My dad has cancer. He told me last July at my sister's wedding in Georgia. We sat sideways on folding chairs, me in my borrowed blue dress, my chin on my hand on the back of the chair, Dad in his father-of-the-bride suit, his boutonniere beginning to droop in the afternoon sun. He has prostate cancer, stage 4. He outlined his treatment plan, which involved trips to Los Angeles to a cancer clinic called Compassionate Oncology. He was full of hope and good humor. So I was, too, that late summer afternoon.
It's half a year later. Dad has completed his chemo series and continues with hormone treatment and a cocktail of drugs. The cancer growths are smaller, his PSA count down to under 1%. This is good news. He has stents in his kidneys because the cancer was interfering with his kidney function. That is why he is in Los Angeles this week, to have the stents replaced (though the doctor had hoped to remove them). It is the reason I have driven 1,100 miles to be here with my dad. My brother, Greg, is here, as well. The three of us spent 13 hours on Tuesday at the hospital and the clinic. We enjoyed a long walk along Venice Beach in the California sun on Wednesday and then went our separate ways.
Cancer changes things. My dad, for one. He looks suddenly older; he's lost his hair and his always-slight frame is even more gaunt. My first thought when I picked him up at the airport was, "He looks like a cancer patient." Even though his progress has been good, it can't be easy to have to shift from a healthy, active lifestyle to having to depend on Depends and wearing those lovely medical support stockings. He bears it all with a tenacious good humor, though. Even when the pad the nurse had given him fell out through his pants leg onto the clinic floor, he didn't notice, much less mind. He reported to me and Greg, patting his wet crotch, "I had a pad, but I don't know where it went." Tuesday was a long but surprisingly entertaining day. Things are always entertaining with Dad around.
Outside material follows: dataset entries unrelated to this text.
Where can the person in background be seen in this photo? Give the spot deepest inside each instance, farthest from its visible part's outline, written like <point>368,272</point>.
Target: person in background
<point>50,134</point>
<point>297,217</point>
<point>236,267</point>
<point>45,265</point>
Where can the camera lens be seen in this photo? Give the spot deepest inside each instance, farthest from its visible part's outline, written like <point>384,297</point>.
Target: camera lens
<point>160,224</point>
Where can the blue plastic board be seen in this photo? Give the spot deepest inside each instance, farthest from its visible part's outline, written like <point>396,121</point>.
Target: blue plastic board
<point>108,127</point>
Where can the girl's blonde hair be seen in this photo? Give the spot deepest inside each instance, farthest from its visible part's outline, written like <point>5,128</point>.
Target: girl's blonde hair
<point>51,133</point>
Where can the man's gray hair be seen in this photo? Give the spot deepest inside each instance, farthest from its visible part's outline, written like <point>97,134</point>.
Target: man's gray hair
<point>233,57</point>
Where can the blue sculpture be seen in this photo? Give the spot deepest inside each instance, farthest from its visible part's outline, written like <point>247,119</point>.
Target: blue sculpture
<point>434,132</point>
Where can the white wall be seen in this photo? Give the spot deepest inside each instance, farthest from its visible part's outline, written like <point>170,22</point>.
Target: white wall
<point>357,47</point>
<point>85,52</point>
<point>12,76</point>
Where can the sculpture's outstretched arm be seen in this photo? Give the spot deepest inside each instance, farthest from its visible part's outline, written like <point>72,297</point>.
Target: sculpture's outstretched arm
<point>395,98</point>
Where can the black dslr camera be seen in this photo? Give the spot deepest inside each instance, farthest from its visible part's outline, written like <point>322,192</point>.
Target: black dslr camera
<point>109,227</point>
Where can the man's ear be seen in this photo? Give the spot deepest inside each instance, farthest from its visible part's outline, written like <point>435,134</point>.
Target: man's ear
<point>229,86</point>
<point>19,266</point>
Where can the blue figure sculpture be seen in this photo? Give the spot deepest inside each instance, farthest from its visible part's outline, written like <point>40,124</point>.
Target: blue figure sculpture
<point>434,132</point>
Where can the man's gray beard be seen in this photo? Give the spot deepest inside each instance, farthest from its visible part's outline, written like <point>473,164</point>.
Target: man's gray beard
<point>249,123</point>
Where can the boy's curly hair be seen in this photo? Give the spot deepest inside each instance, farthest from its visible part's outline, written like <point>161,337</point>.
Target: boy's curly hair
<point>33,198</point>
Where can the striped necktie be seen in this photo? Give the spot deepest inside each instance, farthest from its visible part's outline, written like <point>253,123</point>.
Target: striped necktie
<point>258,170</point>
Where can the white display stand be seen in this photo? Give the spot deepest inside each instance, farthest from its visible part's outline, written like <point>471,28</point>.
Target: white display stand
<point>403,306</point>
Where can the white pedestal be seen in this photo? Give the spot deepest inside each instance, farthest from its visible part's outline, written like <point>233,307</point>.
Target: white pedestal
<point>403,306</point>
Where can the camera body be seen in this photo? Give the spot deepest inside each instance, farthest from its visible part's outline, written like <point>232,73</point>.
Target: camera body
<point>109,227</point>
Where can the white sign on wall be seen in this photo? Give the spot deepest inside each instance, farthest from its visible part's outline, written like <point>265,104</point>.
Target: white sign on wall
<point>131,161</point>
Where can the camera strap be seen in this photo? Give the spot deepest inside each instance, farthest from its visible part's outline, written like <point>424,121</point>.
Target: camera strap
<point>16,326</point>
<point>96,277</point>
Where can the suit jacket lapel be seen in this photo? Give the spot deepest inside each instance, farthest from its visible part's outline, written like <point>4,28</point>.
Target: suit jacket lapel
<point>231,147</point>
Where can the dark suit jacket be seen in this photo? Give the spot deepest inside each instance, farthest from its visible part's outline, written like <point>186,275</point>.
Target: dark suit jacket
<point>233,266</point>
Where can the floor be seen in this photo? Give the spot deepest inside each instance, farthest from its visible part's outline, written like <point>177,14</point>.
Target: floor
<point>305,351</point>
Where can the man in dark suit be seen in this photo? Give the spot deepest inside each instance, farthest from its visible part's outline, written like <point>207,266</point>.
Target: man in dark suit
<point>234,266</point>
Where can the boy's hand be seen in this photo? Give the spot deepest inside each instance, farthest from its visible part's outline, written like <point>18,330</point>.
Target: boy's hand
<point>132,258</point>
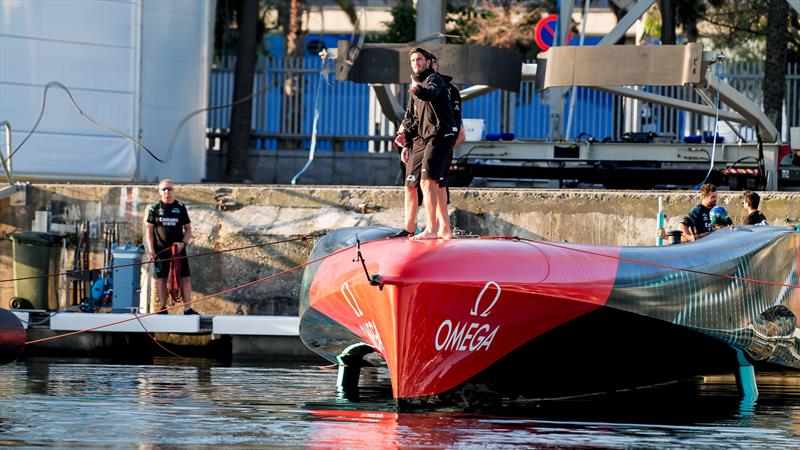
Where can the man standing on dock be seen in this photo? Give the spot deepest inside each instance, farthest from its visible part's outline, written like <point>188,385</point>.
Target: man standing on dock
<point>168,229</point>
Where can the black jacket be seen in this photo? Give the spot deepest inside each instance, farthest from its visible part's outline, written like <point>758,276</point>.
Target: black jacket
<point>429,113</point>
<point>455,100</point>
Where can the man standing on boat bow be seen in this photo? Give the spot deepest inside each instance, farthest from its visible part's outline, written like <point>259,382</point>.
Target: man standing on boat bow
<point>430,127</point>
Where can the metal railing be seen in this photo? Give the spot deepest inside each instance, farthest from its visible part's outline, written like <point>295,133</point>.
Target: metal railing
<point>350,118</point>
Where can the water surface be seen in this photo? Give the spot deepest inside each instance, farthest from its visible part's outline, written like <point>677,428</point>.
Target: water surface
<point>176,402</point>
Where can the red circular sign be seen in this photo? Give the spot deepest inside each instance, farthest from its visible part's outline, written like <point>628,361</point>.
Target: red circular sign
<point>545,32</point>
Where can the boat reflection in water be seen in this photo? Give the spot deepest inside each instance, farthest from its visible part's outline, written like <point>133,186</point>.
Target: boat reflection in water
<point>482,322</point>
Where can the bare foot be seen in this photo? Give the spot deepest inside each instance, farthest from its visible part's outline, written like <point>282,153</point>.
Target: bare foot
<point>425,235</point>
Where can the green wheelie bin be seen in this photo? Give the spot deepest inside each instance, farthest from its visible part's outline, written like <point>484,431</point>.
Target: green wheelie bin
<point>36,260</point>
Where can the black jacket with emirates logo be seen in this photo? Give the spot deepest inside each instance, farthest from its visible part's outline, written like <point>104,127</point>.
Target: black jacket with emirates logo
<point>429,112</point>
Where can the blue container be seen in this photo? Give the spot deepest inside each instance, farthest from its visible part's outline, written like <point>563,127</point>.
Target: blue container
<point>126,278</point>
<point>693,139</point>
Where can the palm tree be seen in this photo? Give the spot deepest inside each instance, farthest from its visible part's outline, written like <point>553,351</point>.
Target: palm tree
<point>775,60</point>
<point>241,114</point>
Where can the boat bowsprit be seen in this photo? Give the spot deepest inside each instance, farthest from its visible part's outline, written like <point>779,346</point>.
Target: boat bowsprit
<point>469,321</point>
<point>12,336</point>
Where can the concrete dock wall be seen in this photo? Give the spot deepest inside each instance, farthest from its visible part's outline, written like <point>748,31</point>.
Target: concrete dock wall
<point>229,217</point>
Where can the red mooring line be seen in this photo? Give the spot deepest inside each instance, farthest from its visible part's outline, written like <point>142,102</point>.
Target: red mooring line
<point>515,238</point>
<point>226,291</point>
<point>72,272</point>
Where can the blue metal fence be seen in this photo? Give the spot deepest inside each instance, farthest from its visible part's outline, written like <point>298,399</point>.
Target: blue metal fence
<point>346,122</point>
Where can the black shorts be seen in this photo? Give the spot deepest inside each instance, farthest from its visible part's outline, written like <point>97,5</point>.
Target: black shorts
<point>430,161</point>
<point>162,263</point>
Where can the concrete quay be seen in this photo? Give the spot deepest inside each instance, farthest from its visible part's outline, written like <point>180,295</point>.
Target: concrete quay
<point>235,226</point>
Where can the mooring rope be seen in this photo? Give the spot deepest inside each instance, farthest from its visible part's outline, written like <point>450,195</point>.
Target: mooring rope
<point>305,238</point>
<point>226,291</point>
But how long will he be around? I see other changes in my Dad, as he comes face to face with his own mortality. I know he's not the first or the last to deal with this, nor am I alone in dealing with a dying parent. We're all dying, I know, but it's only theory until the diagnosis. The reality changes you. I notice that Dad
now has "firm beliefs" about the afterlife; that is new and perhaps inevitable, perhaps harmless. His opinions and judgments about things of this life seem harder, too, as if he needs to sort everything into a clear category, to organize life into a whole that he can understand and manage.
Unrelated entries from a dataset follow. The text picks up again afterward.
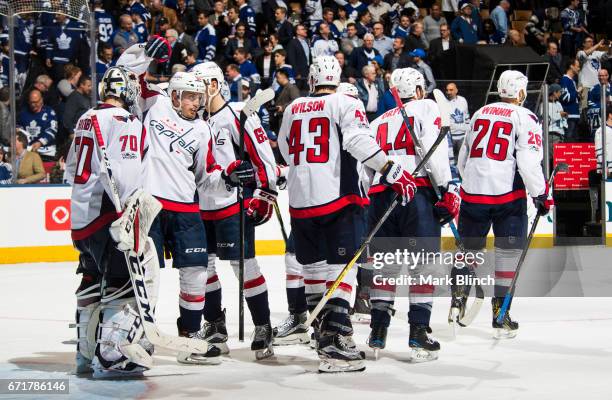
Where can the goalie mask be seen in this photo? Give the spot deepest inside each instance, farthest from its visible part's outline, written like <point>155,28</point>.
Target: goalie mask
<point>121,83</point>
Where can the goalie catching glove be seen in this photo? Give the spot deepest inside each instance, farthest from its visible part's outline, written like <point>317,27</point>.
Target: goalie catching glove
<point>131,230</point>
<point>261,206</point>
<point>447,207</point>
<point>400,180</point>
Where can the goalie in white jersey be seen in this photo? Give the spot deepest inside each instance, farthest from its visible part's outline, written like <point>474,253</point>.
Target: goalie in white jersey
<point>414,227</point>
<point>106,306</point>
<point>180,159</point>
<point>500,162</point>
<point>219,210</point>
<point>322,138</point>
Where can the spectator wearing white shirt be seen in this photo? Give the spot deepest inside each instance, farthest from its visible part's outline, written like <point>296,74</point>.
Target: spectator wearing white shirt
<point>459,117</point>
<point>590,60</point>
<point>432,22</point>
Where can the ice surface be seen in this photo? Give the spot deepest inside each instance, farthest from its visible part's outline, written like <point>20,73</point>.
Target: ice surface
<point>563,349</point>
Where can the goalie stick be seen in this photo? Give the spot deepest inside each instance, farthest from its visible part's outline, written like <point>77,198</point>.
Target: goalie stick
<point>137,276</point>
<point>445,117</point>
<point>396,199</point>
<point>510,293</point>
<point>251,107</point>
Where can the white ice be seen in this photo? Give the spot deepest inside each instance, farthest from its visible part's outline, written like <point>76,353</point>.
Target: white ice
<point>563,349</point>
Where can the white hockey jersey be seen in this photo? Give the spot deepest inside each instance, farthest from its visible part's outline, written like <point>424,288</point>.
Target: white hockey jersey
<point>322,138</point>
<point>179,157</point>
<point>124,137</point>
<point>395,140</point>
<point>501,155</point>
<point>220,203</point>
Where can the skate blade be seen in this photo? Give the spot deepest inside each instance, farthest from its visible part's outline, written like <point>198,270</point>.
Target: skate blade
<point>264,353</point>
<point>422,355</point>
<point>328,365</point>
<point>501,334</point>
<point>194,359</point>
<point>295,338</point>
<point>361,318</point>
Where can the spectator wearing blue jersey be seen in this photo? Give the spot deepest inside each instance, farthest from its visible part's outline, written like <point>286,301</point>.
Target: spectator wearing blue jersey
<point>247,68</point>
<point>403,29</point>
<point>463,28</point>
<point>40,122</point>
<point>104,61</point>
<point>206,38</point>
<point>104,22</point>
<point>124,37</point>
<point>569,98</point>
<point>63,45</point>
<point>247,16</point>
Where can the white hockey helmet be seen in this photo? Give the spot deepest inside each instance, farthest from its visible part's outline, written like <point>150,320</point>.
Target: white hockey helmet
<point>510,85</point>
<point>348,88</point>
<point>184,82</point>
<point>121,83</point>
<point>324,71</point>
<point>406,80</point>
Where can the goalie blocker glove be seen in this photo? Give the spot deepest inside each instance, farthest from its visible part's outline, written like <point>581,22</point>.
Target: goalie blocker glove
<point>447,207</point>
<point>261,206</point>
<point>400,180</point>
<point>238,172</point>
<point>131,230</point>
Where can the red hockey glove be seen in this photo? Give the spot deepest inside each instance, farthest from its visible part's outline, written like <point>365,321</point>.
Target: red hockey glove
<point>238,172</point>
<point>544,202</point>
<point>400,180</point>
<point>158,48</point>
<point>447,207</point>
<point>261,206</point>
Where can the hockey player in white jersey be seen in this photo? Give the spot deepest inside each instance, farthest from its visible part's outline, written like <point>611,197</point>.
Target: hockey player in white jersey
<point>416,226</point>
<point>322,138</point>
<point>500,162</point>
<point>219,210</point>
<point>181,160</point>
<point>106,306</point>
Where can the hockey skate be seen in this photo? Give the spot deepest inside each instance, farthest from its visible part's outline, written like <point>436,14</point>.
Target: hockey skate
<point>337,356</point>
<point>292,331</point>
<point>377,340</point>
<point>508,328</point>
<point>262,342</point>
<point>423,347</point>
<point>211,357</point>
<point>215,333</point>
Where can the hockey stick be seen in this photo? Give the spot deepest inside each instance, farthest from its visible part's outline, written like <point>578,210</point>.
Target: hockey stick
<point>444,115</point>
<point>281,223</point>
<point>137,274</point>
<point>250,108</point>
<point>366,243</point>
<point>510,293</point>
Perhaps none of my observations are valid and that is a caveat that must be clear. I cannot and do not speak for my dad or his experience. I am once removed from the disease, dealing with my own feelings of impending loss, even though I hope and even expect that that is years away. Most of us experience our parents' death while we live. I know I am not alone in this, nor am I even IN the experience yet. But I feel it coming. I am not sad, really, but it changes things, I can tell. As a child, I knew all of my great-grandparents; I have always felt secure in the generational line-up. When I lost three grandparents within a year and a half, things shifted. One generation at a time, I keep getting bumped up the line until there will be no one left between me and death.
I am not afraid of death. I am not worried about what happens next, though I've no clear information about it, just a deep knowledge that I am loved and known. But I can't pretend it doesn't change us, to come face to face with mortality, whether it's our own or that of someone we love. In the midst of life, it's easy to ignore death, even though we all know we'll all die.
Cancer stinks. It's a rotten disease and it touches most all of us. I admire my dad's good humor and optimism as he works to kill the cancer inside him. He's actually enjoying the ride, even as he faces life's toughest questions. I don't know how you could do better than that.
I've been contemplating my mortality lately, perhaps in reaction to the increasing frailty of my Mum. Or maybe an inkling of my own dwindling years. Who knows. I never knew any older generation than my Mum and Dad, so there's never been much a buffer between me and the Grim Reaper. I haven't had any personal experience with cancer either, but I think about it a lot. Maybe these things contribute to my feelings of urgency concerning my Bucket List.
ReplyDeleteThanks for the thoughts, it's comforting to know that I'm not the only one that thinks on the topic.
My paternal grandfather, who helped raise me from 20 days old, died of some sort of intestinal cancer shortly after my paternal grandmother passed away. Because those experiences I am not afraid of dying. I am however terrified of being left behind. I hate that part of death so much. I can't stand it.